Читать книгу Суламифь и царица Савская. Любовь царя Соломона - Группа авторов - Страница 10

Анна Листопад
Царь Соломон и Суламифь
Глава 10. Смерть братьев

Оглавление

Вернувшись в свой дом из Летнего дворца, Неарам, Нехам и Нирит – сыновья Ноаха – завели уже ставший привычным разговор о наследстве. Hoax отправился в мастерскую – труд наемников и учеников требовал неустанного внимания и контроля с его стороны.

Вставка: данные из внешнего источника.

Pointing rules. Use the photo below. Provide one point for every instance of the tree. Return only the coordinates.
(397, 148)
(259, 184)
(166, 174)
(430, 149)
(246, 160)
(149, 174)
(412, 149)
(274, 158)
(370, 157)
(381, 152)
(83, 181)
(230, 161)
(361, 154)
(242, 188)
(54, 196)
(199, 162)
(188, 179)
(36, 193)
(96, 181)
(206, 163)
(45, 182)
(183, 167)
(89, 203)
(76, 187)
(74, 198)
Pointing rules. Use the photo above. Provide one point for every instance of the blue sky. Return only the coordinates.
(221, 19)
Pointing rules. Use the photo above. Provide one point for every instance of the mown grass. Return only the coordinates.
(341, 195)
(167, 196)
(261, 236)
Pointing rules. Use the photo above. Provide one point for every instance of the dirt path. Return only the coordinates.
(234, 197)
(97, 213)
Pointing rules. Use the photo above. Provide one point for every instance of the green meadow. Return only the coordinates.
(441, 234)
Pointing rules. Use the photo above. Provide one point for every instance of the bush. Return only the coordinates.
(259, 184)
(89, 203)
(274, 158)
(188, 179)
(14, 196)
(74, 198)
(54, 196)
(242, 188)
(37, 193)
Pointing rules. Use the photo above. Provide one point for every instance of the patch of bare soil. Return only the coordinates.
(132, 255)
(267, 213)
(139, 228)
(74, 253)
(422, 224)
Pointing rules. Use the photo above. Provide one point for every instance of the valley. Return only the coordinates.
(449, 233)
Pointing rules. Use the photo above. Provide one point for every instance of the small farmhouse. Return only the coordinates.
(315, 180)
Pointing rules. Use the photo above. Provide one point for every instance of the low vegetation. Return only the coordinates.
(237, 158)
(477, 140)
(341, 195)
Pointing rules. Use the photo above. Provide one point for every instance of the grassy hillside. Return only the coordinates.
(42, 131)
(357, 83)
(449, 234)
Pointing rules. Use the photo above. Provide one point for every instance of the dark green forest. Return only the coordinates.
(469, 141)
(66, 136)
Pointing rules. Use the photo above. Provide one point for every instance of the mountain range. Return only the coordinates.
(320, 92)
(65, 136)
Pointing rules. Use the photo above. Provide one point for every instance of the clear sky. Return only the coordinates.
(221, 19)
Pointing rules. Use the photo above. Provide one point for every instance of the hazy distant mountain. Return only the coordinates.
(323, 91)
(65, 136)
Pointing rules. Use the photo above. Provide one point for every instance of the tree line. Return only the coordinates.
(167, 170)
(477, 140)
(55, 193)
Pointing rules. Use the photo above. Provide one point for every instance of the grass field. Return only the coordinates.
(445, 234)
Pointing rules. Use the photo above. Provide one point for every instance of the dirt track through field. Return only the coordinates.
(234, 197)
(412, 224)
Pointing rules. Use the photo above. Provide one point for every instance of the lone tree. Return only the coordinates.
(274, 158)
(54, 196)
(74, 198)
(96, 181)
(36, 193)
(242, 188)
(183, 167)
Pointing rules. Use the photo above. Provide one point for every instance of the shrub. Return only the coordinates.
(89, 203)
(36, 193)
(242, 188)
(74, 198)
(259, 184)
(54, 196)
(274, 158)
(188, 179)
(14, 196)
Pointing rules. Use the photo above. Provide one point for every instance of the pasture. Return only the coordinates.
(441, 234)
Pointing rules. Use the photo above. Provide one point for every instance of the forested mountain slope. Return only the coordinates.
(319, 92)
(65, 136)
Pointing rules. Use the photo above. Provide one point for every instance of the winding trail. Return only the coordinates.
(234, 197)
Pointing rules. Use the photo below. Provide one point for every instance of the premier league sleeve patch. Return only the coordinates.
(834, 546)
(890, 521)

Братья были одновременно похожи и не похожи друг на друга. Уже давно миновав возраст, когда мальчика торжественно посвящают в мужчины, каждый из них стал претендовать на отцовское наследство. Наследство же заключалось в гончарной мастерской, которая пусть и не давала возможности купаться в деньгах, однако приносила постоянный доход – и почет: Hoax слыл искусным мастером своего дела. Знаток глины, хорошо разбиравшийся в тонкостях росписи и обжига, он обладал тонким вкусом. Поэтому не только посуда, лампы и другая домашняя утварь практического назначения, вышедшие из печей Ноаха, ценились горожанами. Со временем чуткие и талантливые руки гончара научились создавать изящные статуэтки, изысканные вазы и украшения.

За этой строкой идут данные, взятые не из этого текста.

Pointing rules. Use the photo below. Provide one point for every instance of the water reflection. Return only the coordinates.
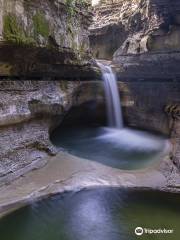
(120, 148)
(95, 214)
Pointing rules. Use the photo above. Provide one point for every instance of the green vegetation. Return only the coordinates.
(14, 32)
(41, 26)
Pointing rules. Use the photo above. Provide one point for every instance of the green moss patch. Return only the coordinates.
(41, 26)
(13, 31)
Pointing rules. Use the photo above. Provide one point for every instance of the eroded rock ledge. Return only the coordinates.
(29, 110)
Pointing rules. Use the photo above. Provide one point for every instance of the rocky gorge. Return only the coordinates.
(49, 76)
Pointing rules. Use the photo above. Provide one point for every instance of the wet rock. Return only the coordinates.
(41, 39)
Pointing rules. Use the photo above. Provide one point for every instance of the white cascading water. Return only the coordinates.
(113, 103)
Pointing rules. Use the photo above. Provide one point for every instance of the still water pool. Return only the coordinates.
(120, 148)
(95, 214)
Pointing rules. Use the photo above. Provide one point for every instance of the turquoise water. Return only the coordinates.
(95, 214)
(124, 148)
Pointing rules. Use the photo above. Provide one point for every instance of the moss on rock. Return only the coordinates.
(14, 32)
(41, 26)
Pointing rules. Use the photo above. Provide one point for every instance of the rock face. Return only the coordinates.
(30, 110)
(142, 38)
(53, 35)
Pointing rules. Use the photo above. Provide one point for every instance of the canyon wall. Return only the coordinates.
(43, 45)
(142, 38)
(44, 39)
(29, 111)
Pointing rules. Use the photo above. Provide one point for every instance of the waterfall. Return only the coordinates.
(114, 112)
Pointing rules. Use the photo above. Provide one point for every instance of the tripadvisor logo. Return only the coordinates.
(140, 231)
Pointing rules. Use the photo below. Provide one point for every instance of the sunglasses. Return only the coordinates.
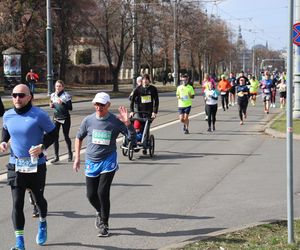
(20, 95)
(100, 104)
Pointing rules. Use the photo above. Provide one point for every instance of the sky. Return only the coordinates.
(261, 21)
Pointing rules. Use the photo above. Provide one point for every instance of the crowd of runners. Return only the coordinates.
(27, 163)
(239, 90)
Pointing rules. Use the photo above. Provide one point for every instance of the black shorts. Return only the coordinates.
(185, 110)
(282, 94)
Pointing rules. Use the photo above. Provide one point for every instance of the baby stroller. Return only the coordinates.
(145, 143)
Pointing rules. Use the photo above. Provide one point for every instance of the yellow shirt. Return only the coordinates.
(184, 94)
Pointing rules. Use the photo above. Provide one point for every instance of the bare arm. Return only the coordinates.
(76, 164)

Отдавая все свое время ремеслу, Hoax и не заметил, как похоронил жену, как выросли его дети. Как так случилось, что сыновья не впитали его трепетного отношения к труду и усердию, – Hoax сам не знал.

Неарам, самый старший, был тучен и добродушен. Кудрявые жесткие волосы его, словно овечья шерсть, плотно покрывали круглую голову с женоподобным лицом. Близорукие глаза часто щурились, а нос мелко и нервно подергивался – особенно когда Неарам, завидев на улице или в лавке женщину, до крайней степени смущался и в панике стремился бежать от девичьих глаз. Громкий и рассудительный за вечерней трапезой среди братьев, временами он был чрезвычайно стыдлив и робок.

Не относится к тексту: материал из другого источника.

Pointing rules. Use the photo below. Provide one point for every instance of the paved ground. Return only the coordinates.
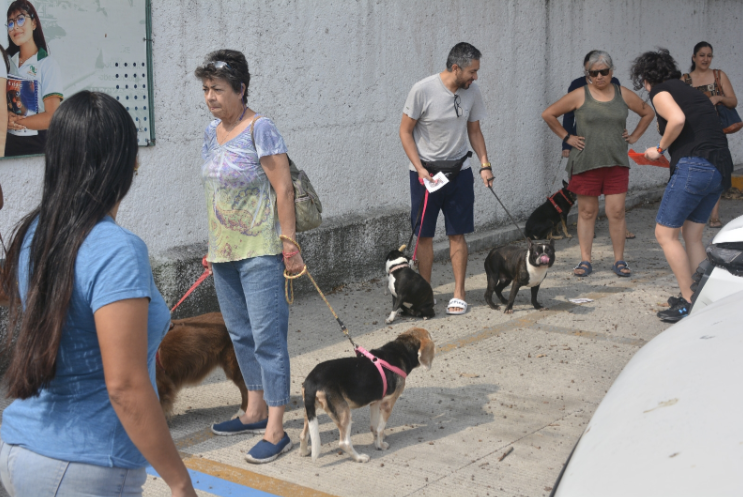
(528, 381)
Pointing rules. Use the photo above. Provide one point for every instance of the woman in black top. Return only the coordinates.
(701, 166)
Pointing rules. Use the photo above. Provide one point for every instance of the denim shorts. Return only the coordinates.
(456, 200)
(24, 472)
(251, 298)
(691, 193)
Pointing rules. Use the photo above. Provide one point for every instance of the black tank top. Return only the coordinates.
(702, 134)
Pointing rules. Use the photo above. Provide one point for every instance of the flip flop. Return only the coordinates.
(617, 268)
(456, 303)
(585, 266)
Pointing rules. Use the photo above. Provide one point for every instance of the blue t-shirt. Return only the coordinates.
(72, 418)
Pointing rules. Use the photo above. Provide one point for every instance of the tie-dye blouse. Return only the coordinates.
(241, 203)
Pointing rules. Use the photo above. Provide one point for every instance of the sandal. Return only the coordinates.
(457, 303)
(584, 266)
(619, 266)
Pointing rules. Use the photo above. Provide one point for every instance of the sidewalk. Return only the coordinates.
(528, 381)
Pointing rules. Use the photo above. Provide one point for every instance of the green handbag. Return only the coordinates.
(307, 205)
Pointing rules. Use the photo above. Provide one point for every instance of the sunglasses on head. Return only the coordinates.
(603, 72)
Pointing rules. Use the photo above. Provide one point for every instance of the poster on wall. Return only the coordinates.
(56, 48)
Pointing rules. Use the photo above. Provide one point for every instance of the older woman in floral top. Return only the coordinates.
(250, 201)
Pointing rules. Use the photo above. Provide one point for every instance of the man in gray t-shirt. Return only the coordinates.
(442, 114)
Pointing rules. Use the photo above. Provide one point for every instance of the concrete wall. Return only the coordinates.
(334, 76)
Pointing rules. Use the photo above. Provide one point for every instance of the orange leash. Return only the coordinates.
(201, 279)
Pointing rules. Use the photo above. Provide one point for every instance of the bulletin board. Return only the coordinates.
(98, 45)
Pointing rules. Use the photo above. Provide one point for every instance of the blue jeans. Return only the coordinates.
(691, 194)
(24, 472)
(251, 298)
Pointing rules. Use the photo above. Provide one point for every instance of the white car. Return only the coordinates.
(671, 422)
(721, 274)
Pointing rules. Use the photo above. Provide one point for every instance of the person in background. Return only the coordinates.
(250, 203)
(568, 120)
(86, 419)
(701, 167)
(598, 162)
(441, 117)
(30, 61)
(701, 77)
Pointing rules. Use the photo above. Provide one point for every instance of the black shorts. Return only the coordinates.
(456, 200)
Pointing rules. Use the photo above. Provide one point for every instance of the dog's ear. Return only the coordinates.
(426, 347)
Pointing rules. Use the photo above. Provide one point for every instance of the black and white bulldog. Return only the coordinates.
(524, 266)
(411, 293)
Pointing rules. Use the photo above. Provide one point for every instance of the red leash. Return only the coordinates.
(201, 279)
(423, 215)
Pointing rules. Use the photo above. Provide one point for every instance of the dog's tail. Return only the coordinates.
(310, 396)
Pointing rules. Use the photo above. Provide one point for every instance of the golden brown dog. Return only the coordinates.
(349, 383)
(191, 350)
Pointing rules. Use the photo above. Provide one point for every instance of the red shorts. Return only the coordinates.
(604, 180)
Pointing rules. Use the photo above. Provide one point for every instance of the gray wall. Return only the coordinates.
(334, 76)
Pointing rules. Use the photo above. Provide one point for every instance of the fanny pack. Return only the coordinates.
(450, 168)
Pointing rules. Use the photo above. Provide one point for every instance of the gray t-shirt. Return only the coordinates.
(439, 134)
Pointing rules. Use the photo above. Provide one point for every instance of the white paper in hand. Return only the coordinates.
(432, 187)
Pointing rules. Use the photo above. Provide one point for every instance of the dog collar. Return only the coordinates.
(399, 266)
(380, 363)
(554, 204)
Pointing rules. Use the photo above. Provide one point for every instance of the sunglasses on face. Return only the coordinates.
(603, 72)
(18, 21)
(220, 64)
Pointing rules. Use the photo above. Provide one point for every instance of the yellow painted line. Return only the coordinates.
(248, 478)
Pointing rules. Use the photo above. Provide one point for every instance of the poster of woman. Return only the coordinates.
(56, 48)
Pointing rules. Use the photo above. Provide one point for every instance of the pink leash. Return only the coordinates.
(380, 363)
(423, 215)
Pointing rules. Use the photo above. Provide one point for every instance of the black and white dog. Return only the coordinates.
(524, 266)
(410, 291)
(550, 215)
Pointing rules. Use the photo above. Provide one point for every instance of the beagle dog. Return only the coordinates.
(349, 383)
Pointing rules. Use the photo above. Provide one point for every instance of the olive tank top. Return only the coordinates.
(602, 125)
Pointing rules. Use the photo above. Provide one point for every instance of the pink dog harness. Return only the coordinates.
(380, 363)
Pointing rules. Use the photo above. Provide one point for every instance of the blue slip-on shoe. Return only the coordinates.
(264, 451)
(236, 427)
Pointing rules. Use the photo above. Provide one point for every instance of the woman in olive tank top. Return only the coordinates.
(598, 163)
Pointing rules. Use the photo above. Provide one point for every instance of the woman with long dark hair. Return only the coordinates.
(30, 62)
(88, 320)
(716, 85)
(701, 167)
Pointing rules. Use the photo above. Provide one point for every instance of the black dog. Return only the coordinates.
(524, 266)
(410, 291)
(545, 218)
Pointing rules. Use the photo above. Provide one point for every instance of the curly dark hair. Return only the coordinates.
(235, 72)
(653, 67)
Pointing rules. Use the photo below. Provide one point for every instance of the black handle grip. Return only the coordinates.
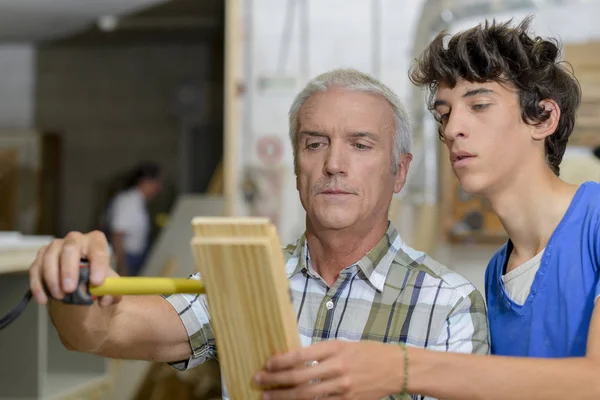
(81, 295)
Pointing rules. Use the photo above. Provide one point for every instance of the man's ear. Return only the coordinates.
(404, 163)
(546, 128)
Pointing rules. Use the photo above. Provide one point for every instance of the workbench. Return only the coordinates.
(33, 362)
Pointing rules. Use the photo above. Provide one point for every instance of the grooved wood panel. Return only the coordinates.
(242, 266)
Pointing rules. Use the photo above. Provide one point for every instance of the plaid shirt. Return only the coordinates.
(394, 294)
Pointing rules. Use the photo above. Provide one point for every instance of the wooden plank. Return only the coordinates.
(230, 226)
(233, 39)
(585, 60)
(247, 291)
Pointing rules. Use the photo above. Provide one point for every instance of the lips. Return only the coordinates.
(460, 155)
(334, 192)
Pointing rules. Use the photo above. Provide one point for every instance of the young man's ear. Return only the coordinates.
(546, 128)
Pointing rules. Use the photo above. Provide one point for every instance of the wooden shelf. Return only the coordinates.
(64, 385)
(33, 363)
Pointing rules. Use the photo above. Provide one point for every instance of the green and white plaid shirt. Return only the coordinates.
(394, 294)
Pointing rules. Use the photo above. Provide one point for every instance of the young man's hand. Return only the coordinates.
(350, 370)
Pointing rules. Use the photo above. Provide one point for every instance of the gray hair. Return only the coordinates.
(354, 80)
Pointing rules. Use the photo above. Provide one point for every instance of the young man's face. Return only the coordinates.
(345, 159)
(489, 143)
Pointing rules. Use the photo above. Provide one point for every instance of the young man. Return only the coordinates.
(506, 109)
(351, 275)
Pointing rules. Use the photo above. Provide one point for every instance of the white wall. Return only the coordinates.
(17, 86)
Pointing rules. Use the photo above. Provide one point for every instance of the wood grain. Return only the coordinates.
(242, 266)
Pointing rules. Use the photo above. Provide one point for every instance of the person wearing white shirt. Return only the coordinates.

Нехам, напротив, слыл оборотистым и расчетливым малым. Он успешно торговал в лавке отца и, по словам последнего, мог продать все что угодно кому угодно. В отличие от Неарама, Нехам был заядлым любителем женщин и посещал блудниц – коих в Иерусалиме было в избытке. Хоть Соломон и издал указ, запрещавший израильтянкам заниматься постыдным заработком, зато женщины, урожденные в ином племени, потакали развратным наклонностям иерусалимских мужчин. Даже Hoax, искренне любивший свою жену, которая умерла несколько лет назад от горловой болезни, еще при жизни оной удовлетворял свои страсти на стороне: энергичному и творческому началу его были не свойственны постоянство и однолюбие.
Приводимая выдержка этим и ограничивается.